Мы с Кате вытаскивали лодку на берег, бегали по траве и играли, затевая возню в кустах. Меня пугали многие женщины, но не Кате. С нею я легко мог быть и надутым — инициатива так или иначе оставалась за мной. Что-то в наших отношениях напоминало посещение остерии: заказываешь выпивку, не ожидая редкого вина, но знаешь, что какое-нибудь вино все равно принесут. Кате успокаивалась и позволяла себя ласкать. Потом у нее от страха замирало сердце — вдруг кто-нибудь увидит. Мы с ней почти не говорили, это-то и придавало мне смелости. Не нужно было ни говорить, ни что-либо обещать. «Какая разница, — спрашивал я, — между борьбой и объятиями?». Так, прямо на траве, мы один или два раза неумело предавались любви. Наступил день, когда мы уже в трамвае говорили о том, что едем заниматься любовью. Как-то утром, когда мы только пришли, нас застала гроза, нам пришлось грести изо всех сил, а мы оплакивали упущенную нами возможность.
Как-то вечером Кате поднялась в мою квартиру, чтобы мы смогли спокойно покурить; в этот раз мы с большим удовольствием занимались любовью на кровати, и она говорила, как хорошо, если идет дождь или холодно, очутиться здесь и быть вместе, разговаривать и изливать душу. Она трогала мои книги и в шутку их обнюхивала, спрашивала меня, действительно ли я могу пользоваться этой комнатой днем и ночью, и никто не придет и не будет мне надоедать. Она жила со своими, шесть или семь человек, в двух комнатах, выходящих во двор. Но тот вечер был единственным, когда она зашла ко мне. Она обычно приходила в кафе, где я виделся с друзьями, но поскольку там был Галло и все мы здоровались с ней, она смущенно садилась и переставала смеяться. Я же терзался: мне нравилось, что у меня есть девушка, но стыдился, что плохо одет, стыдился своей неопытности. Она мне говорила, что хотела бы научиться печатать на машинке, работать в большом магазине, заработать, чтобы поехать на море. Я несколько раз покупал ей губную помаду, которой она страшно радовалась, и вот тогда-то я понял, что можно содержать женщину, воспитать ее, научить ее жить, но если будешь знать, из чего сделана ее элегантность, всякий интерес к ней пропадает. У Кате было потертое платье и растрескавшаяся сумочка, я всякий раз чувствовал себя растроганным, когда она говорила о своих желаниях, так как разница между ее жизнью и ими была огромной, но ее радость из-за помады действовала мне на нервы, и мне стало ясно, что для меня она только секс. Несчастный, проклятый секс. И было жаль, что она настолько невежественна и недовольна жизнью. Она так глупо всему радовалась, иногда неожиданно бывала строптивой и наивной. Все это меня раздражало. Всякий раз мысль о том, что я к ней привязан, что я ей что-то должен, например, время, мне была очень неприятна. Однажды вечером под портиком вокзала я держал ее под руку и мне хотелось, чтобы она пошла ко мне в комнату. Стояли последние дни августа, и сын моей хозяйки завтра должен был вернуться из летнего лагеря, с ним было бы невозможно принимать у себя женщину. Я ее просил, умолял пойти со мной, шутил, кривлялся.

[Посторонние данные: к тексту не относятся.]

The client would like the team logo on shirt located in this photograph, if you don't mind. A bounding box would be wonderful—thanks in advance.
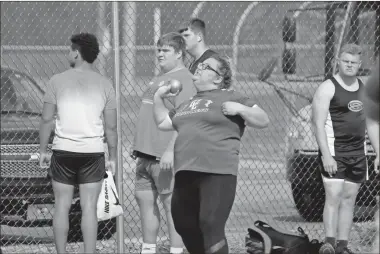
[348,100,363,112]
[175,99,213,116]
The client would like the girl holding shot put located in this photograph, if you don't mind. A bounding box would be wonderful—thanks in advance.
[154,55,269,254]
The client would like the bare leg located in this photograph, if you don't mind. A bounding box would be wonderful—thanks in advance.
[337,181,360,240]
[135,190,160,244]
[160,193,183,248]
[79,180,103,253]
[323,177,344,238]
[52,180,74,254]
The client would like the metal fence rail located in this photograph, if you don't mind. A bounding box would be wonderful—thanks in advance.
[0,2,380,253]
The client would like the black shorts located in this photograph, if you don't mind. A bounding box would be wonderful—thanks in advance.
[49,150,106,185]
[319,155,368,183]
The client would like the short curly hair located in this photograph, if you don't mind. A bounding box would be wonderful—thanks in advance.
[211,55,232,89]
[339,43,363,56]
[70,33,100,64]
[157,32,186,58]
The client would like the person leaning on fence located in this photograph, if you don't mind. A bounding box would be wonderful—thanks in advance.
[40,33,117,253]
[178,18,218,74]
[362,55,380,253]
[154,55,269,254]
[132,33,196,253]
[312,44,379,254]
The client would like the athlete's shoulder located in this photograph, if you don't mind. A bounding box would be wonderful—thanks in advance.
[50,69,72,83]
[316,79,335,96]
[221,88,248,100]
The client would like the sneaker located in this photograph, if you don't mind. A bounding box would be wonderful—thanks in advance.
[318,243,335,254]
[336,247,355,254]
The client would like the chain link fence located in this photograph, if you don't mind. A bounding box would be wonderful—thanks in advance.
[0,2,380,253]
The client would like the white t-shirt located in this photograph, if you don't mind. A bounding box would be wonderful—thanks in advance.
[44,69,116,153]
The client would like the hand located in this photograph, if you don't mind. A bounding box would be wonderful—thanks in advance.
[222,101,244,116]
[322,155,338,176]
[40,152,51,169]
[106,159,116,175]
[156,85,180,98]
[160,151,174,170]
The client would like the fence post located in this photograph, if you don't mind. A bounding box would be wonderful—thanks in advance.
[120,2,137,95]
[112,2,124,253]
[231,2,259,88]
[325,3,336,79]
[153,8,161,76]
[97,1,110,76]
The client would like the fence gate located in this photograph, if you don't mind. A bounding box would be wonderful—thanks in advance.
[0,2,380,253]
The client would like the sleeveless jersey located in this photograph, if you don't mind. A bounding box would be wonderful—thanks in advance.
[325,77,366,157]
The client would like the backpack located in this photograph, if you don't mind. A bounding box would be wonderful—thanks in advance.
[245,220,322,254]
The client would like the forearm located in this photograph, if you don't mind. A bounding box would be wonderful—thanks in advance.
[239,105,269,128]
[40,119,54,152]
[314,125,331,157]
[166,131,178,152]
[105,128,118,160]
[153,94,169,125]
[366,117,380,156]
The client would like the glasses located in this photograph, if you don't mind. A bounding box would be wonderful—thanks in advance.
[197,63,222,76]
[339,59,360,65]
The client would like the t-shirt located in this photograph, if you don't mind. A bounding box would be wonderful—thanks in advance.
[169,89,254,175]
[44,69,116,153]
[132,68,196,157]
[325,77,366,157]
[189,49,218,74]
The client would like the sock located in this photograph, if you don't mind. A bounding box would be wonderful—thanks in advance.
[336,240,348,249]
[170,247,183,254]
[325,237,336,247]
[141,243,156,254]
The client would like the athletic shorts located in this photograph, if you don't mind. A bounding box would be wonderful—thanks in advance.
[319,156,368,183]
[49,150,106,185]
[135,153,174,194]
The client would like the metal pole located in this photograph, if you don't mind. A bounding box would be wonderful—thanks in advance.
[97,1,110,76]
[112,2,124,253]
[348,2,360,44]
[120,2,138,95]
[325,3,335,78]
[375,7,380,58]
[231,2,259,88]
[153,8,161,76]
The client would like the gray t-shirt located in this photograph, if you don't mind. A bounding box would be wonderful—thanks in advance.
[169,89,255,175]
[44,69,116,153]
[132,68,196,157]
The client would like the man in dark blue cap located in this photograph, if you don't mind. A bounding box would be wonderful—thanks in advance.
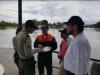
[16,20,42,75]
[64,16,91,75]
[34,20,57,75]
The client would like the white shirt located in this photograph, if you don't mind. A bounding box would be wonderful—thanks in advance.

— Я тебя не съем, — сказал я. Она ничего не хотела слышать. — Я тебя не съем. — Ее упрямая непокорность только разжигала меня, а она, крепко уцепившись за мою руку, повторяла:
— Пойдем погуляем.
— Потом сходим в кино, — сказал я, смеясь. — У меня есть деньги.
Она, надувшись, ответила: «Я с тобой хожу не из-за денег».
— А я, — бросил я ей в лицо, — бываю с тобой, чтобы переспать.
Раскрасневшись, мы возмущенно уставились друг на друга. Позже мне стало стыдно; думаю, оставшись один, я плакал от злости, и мною владели вовсе не радость и гордость за то, что теперь я освободился. А сейчас плакала Кате, и по ее щекам катились слезы. Наконец она тихо сказала: «Ладно, я пойду с тобой». Мы молча дошли до подъезда, она прижалась ко мне и, положив голову мне на плечо, повисла всей тяжестью. У дверей она меня остановила, вырвалась из моих объятий, сказала: «Нет, я тебе не верю», как клещами стиснула мою руку и убежала.